La SSC implementará un dispositivo especial de seguridad y movilidad para el tercer partido mundialista en la capital; prevén alta concentración de aficionados.
La Secretaría de Seguridad Ciudadana (SSC) de la Ciudad de México desplegará más de 8 mil elementos para el partido entre las selecciones de México y Chequia, que se disputará este miércoles 24 de junio en el Estadio Ciudad de México como parte de la Copa Mundial de Futbol 2026.
Durante una conferencia encabezada por la jefa de Gobierno, Clara Brugada, el titular de la SSC, Pablo Vázquez Camacho, informó que el operativo tendrá como objetivo garantizar la seguridad de los asistentes y mantener el orden en los principales puntos de concentración de aficionados.
Las autoridades identificaron tres zonas prioritarias para el despliegue: el Estadio Ciudad de México, el FIFA Fan Festival instalado en el Zócalo capitalino y el corredor de Paseo de la Reforma, donde se espera una importante afluencia de personas tanto durante el encuentro como en los festejos posteriores.
Para las acciones en torno al estadio participarán 7 mil 500 policías de la SSC, apoyados por 720 integrantes de la Fuerza de Tarea Conjunta del Gobierno de México.
Permanecen restricciones a la movilidad
Como parte del operativo se implementará nuevamente el polígono denominado Última Milla, mediante el cual se controlará el acceso a las inmediaciones del recinto deportivo para garantizar el flujo ordenado de personas y la operación de los distintos sistemas de transporte.
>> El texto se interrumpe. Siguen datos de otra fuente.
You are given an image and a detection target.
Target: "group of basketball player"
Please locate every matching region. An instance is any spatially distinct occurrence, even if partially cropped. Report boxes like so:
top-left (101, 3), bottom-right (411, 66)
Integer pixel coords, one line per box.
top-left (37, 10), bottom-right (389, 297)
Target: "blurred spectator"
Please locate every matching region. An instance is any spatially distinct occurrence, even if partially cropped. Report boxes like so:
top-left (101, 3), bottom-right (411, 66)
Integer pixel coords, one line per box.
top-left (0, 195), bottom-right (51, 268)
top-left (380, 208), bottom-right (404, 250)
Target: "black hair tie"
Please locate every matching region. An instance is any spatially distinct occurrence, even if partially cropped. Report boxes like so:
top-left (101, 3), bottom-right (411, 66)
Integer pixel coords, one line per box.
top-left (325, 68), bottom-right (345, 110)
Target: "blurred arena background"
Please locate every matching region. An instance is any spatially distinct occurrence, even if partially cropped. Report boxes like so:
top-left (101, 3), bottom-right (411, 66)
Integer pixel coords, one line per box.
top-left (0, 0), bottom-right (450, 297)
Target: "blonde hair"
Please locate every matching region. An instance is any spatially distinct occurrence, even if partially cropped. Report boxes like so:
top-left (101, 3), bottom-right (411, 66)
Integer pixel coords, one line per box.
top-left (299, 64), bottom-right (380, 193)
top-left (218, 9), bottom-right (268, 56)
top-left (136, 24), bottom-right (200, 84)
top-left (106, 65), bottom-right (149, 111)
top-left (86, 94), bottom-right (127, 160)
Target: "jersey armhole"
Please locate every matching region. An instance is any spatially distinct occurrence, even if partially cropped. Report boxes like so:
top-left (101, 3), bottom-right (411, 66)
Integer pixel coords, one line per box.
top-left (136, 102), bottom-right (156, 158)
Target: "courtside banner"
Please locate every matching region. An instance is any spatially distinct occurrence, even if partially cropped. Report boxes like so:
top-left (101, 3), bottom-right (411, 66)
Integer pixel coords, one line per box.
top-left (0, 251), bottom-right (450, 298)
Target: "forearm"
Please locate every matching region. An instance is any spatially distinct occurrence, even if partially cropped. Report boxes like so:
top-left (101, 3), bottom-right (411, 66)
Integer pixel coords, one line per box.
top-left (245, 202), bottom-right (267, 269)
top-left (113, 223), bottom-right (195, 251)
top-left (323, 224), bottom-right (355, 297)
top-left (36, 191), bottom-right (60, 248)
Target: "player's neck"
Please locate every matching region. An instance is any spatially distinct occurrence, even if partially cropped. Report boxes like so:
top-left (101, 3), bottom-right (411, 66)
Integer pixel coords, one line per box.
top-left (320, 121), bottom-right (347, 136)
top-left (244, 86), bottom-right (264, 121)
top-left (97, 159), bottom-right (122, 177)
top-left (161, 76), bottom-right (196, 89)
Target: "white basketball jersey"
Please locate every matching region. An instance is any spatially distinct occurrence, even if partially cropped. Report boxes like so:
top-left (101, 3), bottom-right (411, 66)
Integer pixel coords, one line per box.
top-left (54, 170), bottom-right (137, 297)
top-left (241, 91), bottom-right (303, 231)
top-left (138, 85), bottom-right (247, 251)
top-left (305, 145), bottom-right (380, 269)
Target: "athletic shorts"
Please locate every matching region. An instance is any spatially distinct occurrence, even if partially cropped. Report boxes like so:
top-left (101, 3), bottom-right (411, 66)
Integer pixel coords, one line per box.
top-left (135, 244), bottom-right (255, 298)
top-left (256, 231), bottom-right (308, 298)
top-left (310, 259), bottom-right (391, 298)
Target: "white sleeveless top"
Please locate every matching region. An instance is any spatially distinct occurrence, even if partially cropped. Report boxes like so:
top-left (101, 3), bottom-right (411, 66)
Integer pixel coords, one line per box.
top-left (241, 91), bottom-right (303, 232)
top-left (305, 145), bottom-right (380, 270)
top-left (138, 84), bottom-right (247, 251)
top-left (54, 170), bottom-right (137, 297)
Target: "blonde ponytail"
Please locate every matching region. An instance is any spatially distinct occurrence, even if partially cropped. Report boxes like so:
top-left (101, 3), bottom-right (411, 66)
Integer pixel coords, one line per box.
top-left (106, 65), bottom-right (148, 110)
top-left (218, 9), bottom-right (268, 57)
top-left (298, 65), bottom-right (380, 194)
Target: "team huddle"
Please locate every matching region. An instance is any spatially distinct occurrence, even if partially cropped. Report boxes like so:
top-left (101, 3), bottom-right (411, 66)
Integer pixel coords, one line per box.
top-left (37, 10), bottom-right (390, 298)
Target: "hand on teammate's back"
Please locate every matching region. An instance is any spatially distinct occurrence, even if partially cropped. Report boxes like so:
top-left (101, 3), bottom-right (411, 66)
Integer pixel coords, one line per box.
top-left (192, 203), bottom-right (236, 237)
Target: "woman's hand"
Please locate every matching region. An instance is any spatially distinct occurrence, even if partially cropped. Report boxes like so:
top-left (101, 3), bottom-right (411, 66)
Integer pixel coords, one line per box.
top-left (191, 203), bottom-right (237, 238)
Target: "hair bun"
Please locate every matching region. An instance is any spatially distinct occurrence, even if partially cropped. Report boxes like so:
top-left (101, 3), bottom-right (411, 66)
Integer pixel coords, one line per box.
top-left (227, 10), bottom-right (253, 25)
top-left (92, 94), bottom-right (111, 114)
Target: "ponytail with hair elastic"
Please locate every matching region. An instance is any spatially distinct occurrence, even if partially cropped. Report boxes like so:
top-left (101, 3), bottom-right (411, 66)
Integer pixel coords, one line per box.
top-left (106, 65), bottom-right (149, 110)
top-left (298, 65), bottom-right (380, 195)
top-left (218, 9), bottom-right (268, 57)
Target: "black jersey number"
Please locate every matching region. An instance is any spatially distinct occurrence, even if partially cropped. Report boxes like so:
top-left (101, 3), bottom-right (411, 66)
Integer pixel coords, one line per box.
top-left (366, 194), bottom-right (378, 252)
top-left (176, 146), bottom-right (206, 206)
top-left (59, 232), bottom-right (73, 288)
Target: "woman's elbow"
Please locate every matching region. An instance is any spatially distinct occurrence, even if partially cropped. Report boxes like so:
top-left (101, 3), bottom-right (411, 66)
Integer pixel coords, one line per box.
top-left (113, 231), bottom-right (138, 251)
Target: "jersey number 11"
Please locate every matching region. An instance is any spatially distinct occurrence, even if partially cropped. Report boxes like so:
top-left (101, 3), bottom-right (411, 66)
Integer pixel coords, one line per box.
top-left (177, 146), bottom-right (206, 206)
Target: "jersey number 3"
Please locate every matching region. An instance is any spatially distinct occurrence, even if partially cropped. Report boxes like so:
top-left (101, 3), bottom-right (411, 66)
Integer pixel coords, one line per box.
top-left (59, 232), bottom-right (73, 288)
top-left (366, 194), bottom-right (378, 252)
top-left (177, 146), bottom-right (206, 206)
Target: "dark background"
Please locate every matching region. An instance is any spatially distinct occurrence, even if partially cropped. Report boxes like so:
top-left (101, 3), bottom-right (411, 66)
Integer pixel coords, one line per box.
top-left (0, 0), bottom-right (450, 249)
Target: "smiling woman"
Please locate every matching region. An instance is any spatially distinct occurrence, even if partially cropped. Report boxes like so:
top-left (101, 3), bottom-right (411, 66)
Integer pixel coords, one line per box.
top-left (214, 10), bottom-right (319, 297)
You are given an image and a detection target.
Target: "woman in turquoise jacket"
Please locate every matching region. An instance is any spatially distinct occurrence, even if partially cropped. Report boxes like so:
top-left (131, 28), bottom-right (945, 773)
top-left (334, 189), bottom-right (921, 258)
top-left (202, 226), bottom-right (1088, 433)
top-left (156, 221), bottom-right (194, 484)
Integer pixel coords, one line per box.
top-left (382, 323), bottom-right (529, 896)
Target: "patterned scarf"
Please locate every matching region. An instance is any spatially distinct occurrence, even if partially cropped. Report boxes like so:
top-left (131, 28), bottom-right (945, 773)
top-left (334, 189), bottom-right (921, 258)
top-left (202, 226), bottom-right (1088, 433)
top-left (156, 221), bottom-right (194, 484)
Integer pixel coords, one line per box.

Las autoridades recordaron que únicamente podrán ingresar al perímetro las personas que cuenten con boleto para el partido, vehículos acreditados, vecinos de la zona y residentes que acrediten domicilio mediante el código QR emitido por la alcaldía Coyoacán o con documentación oficial.
Asimismo, la Subsecretaría de Control de Tránsito realizará cierres parciales en la zona diez horas antes del inicio del encuentro y establecerá el cierre total del perímetro seis horas antes del silbatazo inicial.
El dispositivo se suma a los operativos implementados durante los partidos anteriores del Mundial en la Ciudad de México, donde las autoridades reportaron saldo blanco pese a la asistencia de cientos de miles de personas en el estadio, el Zócalo y diversos puntos de reunión habilitados para seguir los encuentros.